In combination, these problems incentivise ethically dubious research practices. In research relating to ageing, cognition and care, an expedient way of minimising bureaucratic burden is to exclude people with cognitive impairments outright. As a result, people with cognitive impairments are under-represented in research about issues that are highly relevant to them, such as residential care or having their driving licence revoked. Hence, capacity-based legal discrimination leads to capacity-based exclusion.
These cumbersome procedural ethics processes also risk incentivising non-compliance. In instances where research ethics committee stipulate procedures such as the inclusion of complex/legal jargon (which may be difficult for participants with cognitive impairment to understand), the researchers can face a decision whether to conduct research ethically or legally. The historic expansion of procedural ethics has occurred under the guise of increasing ethical standards, but in practice generated a system that risks non-compliance.
Recommendations
At a macro level, there is a case for replacing the MCA. The Acts capacity-based approach contravenes the UNCRPD’s rights-based approach by discriminating legal statuses based on disability. It also undermines ethical and innovative dementia research by imposing inappropriate and sometimes unfeasible administrative requirements. This creates discrepancies between legal and ethical practice, and wastes large portions of valuable research time on bureaucracy. Hence, there is a strong case for replacing a capacity-based approach with a rights-based approach to comply with international law, uphold ethical standards and better support a world-leading British industry. A rights-based approach cannot discriminate legal statuses based on disability. This means notions of capacity should be replaced with assistive procedures to support personal decision-making in social research. People with dementia should be fully involved (not merely consulted) in the development of such an approach, and funding should be dedicated to its implementation and ongoing governance because disability rights cannot exist practically without sufficient resourcing.
At a smaller scale, the MCA could be amended to improve dementia research governance specifically.

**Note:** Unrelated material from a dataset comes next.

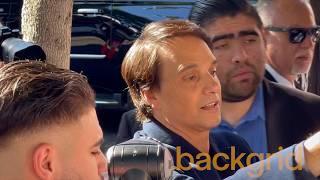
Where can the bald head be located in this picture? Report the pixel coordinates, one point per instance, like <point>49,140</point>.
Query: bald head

The universal delegation of dementia research to the HRA is based on misunderstandings of the sector that lead to unsuitable bureaucratic constraints.
The Department of Health and Social Care should consider establishing a more suitable system for dementia research. Given the UK’s prominence in this field, an improved system would be able to draw on impressive national infrastructures. This system should comprise clear technical and experiential expertise, facilitating review by a team of relevant professionals and people with dementia. Following this strategy, there is no reason that the UK could not have the best dementia research review procedures in the world.